おおめぐさんはこの時気付いたのです。自分が中学時代で一番勇気を出した事件を。
「ペリー、覚えてる?班別行動で二人になった時の事」
ついに来た。さあ、福元はどう答えるのか!!
…ピョンピョン跳ねました。ペリー。ピョンピョンね福元が何かを思い出す時に跳ねます。何やってるんだよ。俺らも引いたんだからおおめぐさんも引くだろ…。作戦失敗。

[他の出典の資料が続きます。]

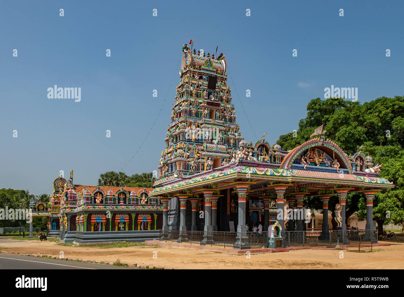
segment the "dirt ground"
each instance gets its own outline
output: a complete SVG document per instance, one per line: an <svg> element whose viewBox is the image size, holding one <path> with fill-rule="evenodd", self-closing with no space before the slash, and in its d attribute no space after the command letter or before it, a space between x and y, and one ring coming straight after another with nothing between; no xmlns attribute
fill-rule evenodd
<svg viewBox="0 0 404 297"><path fill-rule="evenodd" d="M401 237L401 236L400 236ZM404 239L404 238L403 238ZM148 265L165 268L251 269L397 269L404 268L404 240L384 240L389 246L374 247L372 253L336 250L303 250L283 253L245 255L156 246L102 249L95 246L65 246L57 242L2 238L0 250L22 254L40 254L65 258L115 262L131 266ZM4 249L6 248L6 249ZM154 255L155 258L153 257ZM156 256L157 257L156 258Z"/></svg>

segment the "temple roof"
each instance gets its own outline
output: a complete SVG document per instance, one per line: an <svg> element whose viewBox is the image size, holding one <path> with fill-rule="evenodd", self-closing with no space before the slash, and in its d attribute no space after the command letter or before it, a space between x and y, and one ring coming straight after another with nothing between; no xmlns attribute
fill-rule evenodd
<svg viewBox="0 0 404 297"><path fill-rule="evenodd" d="M255 165L257 167L251 165ZM247 165L247 166L246 166ZM248 166L250 165L250 166ZM239 166L235 164L223 166L221 170L211 170L194 175L192 178L182 179L157 187L150 194L160 196L173 194L183 190L197 188L213 184L218 184L218 189L232 187L230 185L236 179L249 179L256 183L265 182L317 183L331 186L371 187L389 188L394 187L392 183L384 178L358 176L353 174L301 170L276 169L265 167L265 163L240 161ZM227 185L230 186L227 186Z"/></svg>
<svg viewBox="0 0 404 297"><path fill-rule="evenodd" d="M139 193L143 192L143 190L148 193L150 193L150 192L154 190L151 188L133 187L111 187L106 185L74 185L74 192L78 194L81 192L82 189L84 189L84 190L88 190L92 195L93 193L97 191L97 189L99 187L99 190L102 191L105 194L106 194L108 191L110 190L112 191L112 193L115 194L117 192L120 191L121 189L128 192L129 194L130 194L131 192L134 191L136 195L139 195Z"/></svg>

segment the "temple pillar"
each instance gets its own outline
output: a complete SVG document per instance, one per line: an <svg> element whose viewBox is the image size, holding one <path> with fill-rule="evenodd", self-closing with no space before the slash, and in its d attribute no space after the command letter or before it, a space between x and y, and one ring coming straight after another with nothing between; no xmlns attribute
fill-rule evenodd
<svg viewBox="0 0 404 297"><path fill-rule="evenodd" d="M29 235L28 237L34 237L34 233L32 232L32 219L31 217L29 220Z"/></svg>
<svg viewBox="0 0 404 297"><path fill-rule="evenodd" d="M284 219L285 217L285 214L284 213L284 195L286 189L288 188L288 185L287 185L280 184L276 185L274 187L275 192L276 193L276 208L278 209L276 220L282 227L280 233L281 237L285 237L285 227Z"/></svg>
<svg viewBox="0 0 404 297"><path fill-rule="evenodd" d="M328 224L328 202L331 195L320 195L323 202L323 225L321 228L321 239L327 240L330 239L330 229Z"/></svg>
<svg viewBox="0 0 404 297"><path fill-rule="evenodd" d="M154 213L153 216L154 217L154 230L157 230L157 214Z"/></svg>
<svg viewBox="0 0 404 297"><path fill-rule="evenodd" d="M84 214L84 232L87 232L87 217L88 215L88 214L85 213ZM112 216L111 216L112 217ZM111 230L111 220L112 219L109 219L109 230ZM63 222L62 222L63 223ZM62 223L62 225L63 225Z"/></svg>
<svg viewBox="0 0 404 297"><path fill-rule="evenodd" d="M187 225L186 213L187 200L188 200L187 195L179 195L178 199L180 203L180 225L179 225L179 237L178 241L187 241Z"/></svg>
<svg viewBox="0 0 404 297"><path fill-rule="evenodd" d="M336 189L335 190L335 192L338 194L339 205L342 207L342 209L341 210L341 224L342 224L341 229L343 230L347 230L347 223L345 217L345 199L347 197L347 193L351 189L346 188Z"/></svg>
<svg viewBox="0 0 404 297"><path fill-rule="evenodd" d="M238 195L238 223L237 225L237 235L234 247L248 249L248 238L246 229L246 196L247 190L250 186L248 183L240 183L235 185L234 188Z"/></svg>
<svg viewBox="0 0 404 297"><path fill-rule="evenodd" d="M212 196L212 227L214 231L217 231L217 200L219 195Z"/></svg>
<svg viewBox="0 0 404 297"><path fill-rule="evenodd" d="M206 190L202 191L205 199L205 226L204 227L203 239L202 244L210 244L213 243L213 236L212 232L212 195L213 190Z"/></svg>
<svg viewBox="0 0 404 297"><path fill-rule="evenodd" d="M296 212L296 231L303 231L304 230L303 227L303 222L305 219L304 213L305 210L303 209L303 197L305 196L305 193L295 193L295 197L296 198L296 206L297 208Z"/></svg>
<svg viewBox="0 0 404 297"><path fill-rule="evenodd" d="M70 231L70 218L72 217L72 216L69 215L67 216L67 231Z"/></svg>
<svg viewBox="0 0 404 297"><path fill-rule="evenodd" d="M373 227L373 197L379 191L376 190L365 190L363 191L366 197L366 230L374 230Z"/></svg>
<svg viewBox="0 0 404 297"><path fill-rule="evenodd" d="M136 218L136 213L132 213L132 214L131 214L131 215L132 216L132 231L135 231L135 218Z"/></svg>
<svg viewBox="0 0 404 297"><path fill-rule="evenodd" d="M189 201L191 202L191 213L192 213L192 219L191 219L191 230L192 231L196 231L196 210L197 207L198 203L198 200L197 199L189 199Z"/></svg>
<svg viewBox="0 0 404 297"><path fill-rule="evenodd" d="M290 214L286 214L288 219L288 231L295 231L295 213L293 210L295 208L295 202L296 199L295 198L288 198L287 199L288 204L289 205L289 209L290 210ZM291 217L291 219L289 218Z"/></svg>
<svg viewBox="0 0 404 297"><path fill-rule="evenodd" d="M163 198L161 199L163 204L163 230L168 230L168 201L169 199Z"/></svg>
<svg viewBox="0 0 404 297"><path fill-rule="evenodd" d="M269 203L271 198L269 197L261 197L264 200L264 226L263 232L267 231L269 226Z"/></svg>

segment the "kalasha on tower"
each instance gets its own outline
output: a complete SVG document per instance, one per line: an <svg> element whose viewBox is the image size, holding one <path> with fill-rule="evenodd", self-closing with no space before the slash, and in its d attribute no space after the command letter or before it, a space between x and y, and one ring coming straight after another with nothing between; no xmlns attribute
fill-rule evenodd
<svg viewBox="0 0 404 297"><path fill-rule="evenodd" d="M155 184L227 165L245 142L236 122L223 54L182 47L179 83ZM246 145L246 143L244 145Z"/></svg>

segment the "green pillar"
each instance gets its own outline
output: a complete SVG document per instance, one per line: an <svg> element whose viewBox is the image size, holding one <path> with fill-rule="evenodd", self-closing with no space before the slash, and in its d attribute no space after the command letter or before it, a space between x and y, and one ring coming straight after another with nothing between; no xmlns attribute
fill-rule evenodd
<svg viewBox="0 0 404 297"><path fill-rule="evenodd" d="M132 214L132 231L135 231L135 218L136 217L136 213Z"/></svg>
<svg viewBox="0 0 404 297"><path fill-rule="evenodd" d="M84 214L84 232L87 232L87 216L88 214Z"/></svg>
<svg viewBox="0 0 404 297"><path fill-rule="evenodd" d="M154 230L157 230L157 213L154 213L153 214L153 215L154 216Z"/></svg>

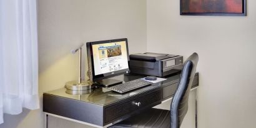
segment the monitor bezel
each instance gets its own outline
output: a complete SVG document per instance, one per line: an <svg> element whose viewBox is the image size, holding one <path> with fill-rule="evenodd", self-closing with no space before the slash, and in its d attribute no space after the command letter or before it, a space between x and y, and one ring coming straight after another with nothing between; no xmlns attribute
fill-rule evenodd
<svg viewBox="0 0 256 128"><path fill-rule="evenodd" d="M92 51L92 45L94 44L106 44L109 42L121 42L121 41L126 41L126 49L127 49L127 63L128 63L128 68L124 69L119 71L113 71L108 73L101 74L99 75L95 75L95 71L94 71L94 62L93 58L93 51ZM111 39L111 40L106 40L106 41L94 41L94 42L89 42L86 43L87 49L87 56L88 56L88 62L89 66L89 71L91 72L90 73L90 80L92 82L99 81L102 79L107 79L109 77L117 76L121 74L124 74L126 73L128 73L130 72L129 69L129 61L130 61L129 57L129 49L128 49L128 40L127 38L122 38L122 39Z"/></svg>

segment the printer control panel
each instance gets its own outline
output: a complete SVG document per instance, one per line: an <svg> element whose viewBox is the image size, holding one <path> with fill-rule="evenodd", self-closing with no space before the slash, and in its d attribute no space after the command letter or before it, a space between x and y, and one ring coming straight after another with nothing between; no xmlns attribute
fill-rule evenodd
<svg viewBox="0 0 256 128"><path fill-rule="evenodd" d="M183 57L182 56L177 56L175 57L169 58L162 60L163 61L163 68L168 68L174 66L182 64Z"/></svg>

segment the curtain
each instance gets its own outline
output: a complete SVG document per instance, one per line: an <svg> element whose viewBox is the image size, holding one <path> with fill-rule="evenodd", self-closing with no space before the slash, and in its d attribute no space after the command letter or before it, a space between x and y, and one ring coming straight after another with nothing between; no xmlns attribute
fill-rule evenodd
<svg viewBox="0 0 256 128"><path fill-rule="evenodd" d="M36 0L0 0L0 124L39 109Z"/></svg>

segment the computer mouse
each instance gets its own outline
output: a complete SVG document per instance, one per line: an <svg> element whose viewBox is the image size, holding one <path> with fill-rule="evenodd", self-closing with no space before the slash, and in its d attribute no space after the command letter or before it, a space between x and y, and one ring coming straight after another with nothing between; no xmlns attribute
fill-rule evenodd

「懐かしいぃ!!ペリー中学時代もやってたよねぇ。テストの時に跳ねたのはマジ笑えたし」
意外な展開となった。俺らが引く行動で思い出を引き出しました。やろうかな。ピョンピョン。
「思い出したぁ!!!!」
「うるせえよ!!っていつもつっこんでたなぁ」
おおめぐさんすげー明るい人なんだな…。すげー福元と似合うじゃん。
「あの返事ね、明日ライブするから、うん、その時に言うよ。うん」
えええええ!!ライブ!?聞いてねぇよ!?もしかしたら、ライブするためにライブハウスに寄ったのか。わざわざ。
「バンド組んでるのペリー?」
「ああ、スカイ・オブ・ソングってバンドでね」
「空の歌、か。ペリーらしいバンドだね」
おおめぐさんは空を見上げた。
ならば、福元の恋愛のため、俺らの知名度アップのため、ペリーらしいバンドを見せてやろうじゃないか!!空の歌を歌おうじゃないか!!てかまだ一曲しか出来てないし、てかラブソングだし。
次回、ソング・オブ・スカイ初めてのライブです。その目的は恋愛成就。福元の恋愛のためならどんな曲も弾くぜ。んで初ライブの客は…。一人かよ!!